Bands: These are occasionally referred to as “stabs” and are immature neutrophils which are released after injury or inflammation. The presence of bands indicates that an inflammatory process is occurring. An increase in the release of immature cells is known as a “shift to the left.” In the days of written reports, lab personnel would write the bands in the left margin, hence the lasting name some sources claim, which represents an increase of bands or stabs.2 However, other references say the shift to the left refers to the early release of younger white cells such as bands and metamyelocytes from the bone marrow reserve into the blood stream (a shift from the right, meaning mature cells, toward the left of the maturation series, meaning less mature cells). Normal level ranges from 0 percent-4 percent.
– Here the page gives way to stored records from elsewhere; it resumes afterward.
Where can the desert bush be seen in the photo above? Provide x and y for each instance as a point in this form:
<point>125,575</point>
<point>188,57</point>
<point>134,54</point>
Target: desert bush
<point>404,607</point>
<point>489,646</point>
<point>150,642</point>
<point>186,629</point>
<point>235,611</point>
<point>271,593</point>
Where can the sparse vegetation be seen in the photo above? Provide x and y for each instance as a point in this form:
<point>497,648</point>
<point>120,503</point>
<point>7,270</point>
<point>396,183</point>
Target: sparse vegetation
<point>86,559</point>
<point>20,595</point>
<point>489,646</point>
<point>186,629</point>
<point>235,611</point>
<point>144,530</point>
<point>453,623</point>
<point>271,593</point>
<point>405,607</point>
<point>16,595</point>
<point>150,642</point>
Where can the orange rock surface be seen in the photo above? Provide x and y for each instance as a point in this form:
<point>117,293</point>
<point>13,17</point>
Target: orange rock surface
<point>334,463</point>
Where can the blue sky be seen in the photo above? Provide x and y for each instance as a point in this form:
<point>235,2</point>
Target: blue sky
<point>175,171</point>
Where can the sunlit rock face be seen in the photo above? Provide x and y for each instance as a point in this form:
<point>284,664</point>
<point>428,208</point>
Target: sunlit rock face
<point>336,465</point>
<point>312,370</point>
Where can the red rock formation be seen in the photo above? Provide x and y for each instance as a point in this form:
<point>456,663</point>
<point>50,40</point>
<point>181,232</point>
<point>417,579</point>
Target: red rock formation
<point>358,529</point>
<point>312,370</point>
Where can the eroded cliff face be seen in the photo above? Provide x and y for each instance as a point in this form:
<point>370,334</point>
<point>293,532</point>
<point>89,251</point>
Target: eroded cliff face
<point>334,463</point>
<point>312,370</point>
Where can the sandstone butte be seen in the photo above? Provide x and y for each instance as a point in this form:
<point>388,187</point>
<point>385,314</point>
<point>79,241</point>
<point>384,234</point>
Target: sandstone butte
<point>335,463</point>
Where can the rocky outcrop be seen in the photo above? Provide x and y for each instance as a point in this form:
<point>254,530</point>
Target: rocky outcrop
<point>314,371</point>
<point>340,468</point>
Eosinophils: These are found in such areas as skin and the airway in addition to the bloodstream. They increase in number during allergic and inflammatory reactions and parasite infections. Normal blood levels range from 0 percent-7 percent.
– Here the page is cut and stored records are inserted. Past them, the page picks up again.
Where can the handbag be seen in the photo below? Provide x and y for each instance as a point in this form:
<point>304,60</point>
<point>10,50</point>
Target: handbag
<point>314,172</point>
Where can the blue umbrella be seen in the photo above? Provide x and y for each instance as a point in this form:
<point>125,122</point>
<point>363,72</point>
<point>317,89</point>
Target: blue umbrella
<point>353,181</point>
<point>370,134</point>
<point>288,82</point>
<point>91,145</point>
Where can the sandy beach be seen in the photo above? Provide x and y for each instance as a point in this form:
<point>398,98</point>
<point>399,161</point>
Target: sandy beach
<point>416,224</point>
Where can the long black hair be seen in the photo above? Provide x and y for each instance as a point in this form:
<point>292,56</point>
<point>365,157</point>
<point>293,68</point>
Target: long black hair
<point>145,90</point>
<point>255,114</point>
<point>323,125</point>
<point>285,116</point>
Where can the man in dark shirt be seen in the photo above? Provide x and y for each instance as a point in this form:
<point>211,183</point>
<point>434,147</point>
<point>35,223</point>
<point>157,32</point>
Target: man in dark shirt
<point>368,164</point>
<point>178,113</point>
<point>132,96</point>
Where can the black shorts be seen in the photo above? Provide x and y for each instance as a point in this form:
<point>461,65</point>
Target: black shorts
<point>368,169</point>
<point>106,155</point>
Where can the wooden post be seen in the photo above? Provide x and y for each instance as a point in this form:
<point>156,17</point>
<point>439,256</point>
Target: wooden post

Basophils: Called basophils when found in the blood, these cells are also known as “mast” cells when found in the tissues. Tissue basophils are found in the gastrointestinal and respiratory tracts and the skin. They contain heparin and histamine and are believed to be involved in allergic and stress situations. Basophils may contribute to preventing clotting in microcirculation. Normal blood levels range from 0 percent-2 percent.
Monocytes: These cells arrive at the site of injury in about five hours or more.3 The monocytes are phagocytic cells that remove foreign materials such as injured and dead cells, microorganisms and other particles from the site of injury, particularly during viral or bacterial infections. Normal levels, which vary depending on the source, range from 2 percent-8 percent3 to 4 percent-10 percent.2
Lymphocytes: Lymphocytes fight viral infections; B cells and T cells are two major types. Lymphocytes have a key role in the formation of immunoglobins (humoral immunity) and also provide cellular immunity. Normal levels range from 16 percent-45 percent.
- Kee, J. (1999). Laboratory and diagnostic tests with nursing implications. (5th ed.). Stamford, CT: Appleton & Lange.
- Corbett, J. (1996). Laboratory tests & diagnostic procedures with nursing diagnosis. (4th ed.). Stamford, CT: Appleton & Lange, (p. 59).
- Porth, C. (1994). Pathophysiology: Concepts of altered health states. (4th ed.). Philadelphia: JB Lippincott Co.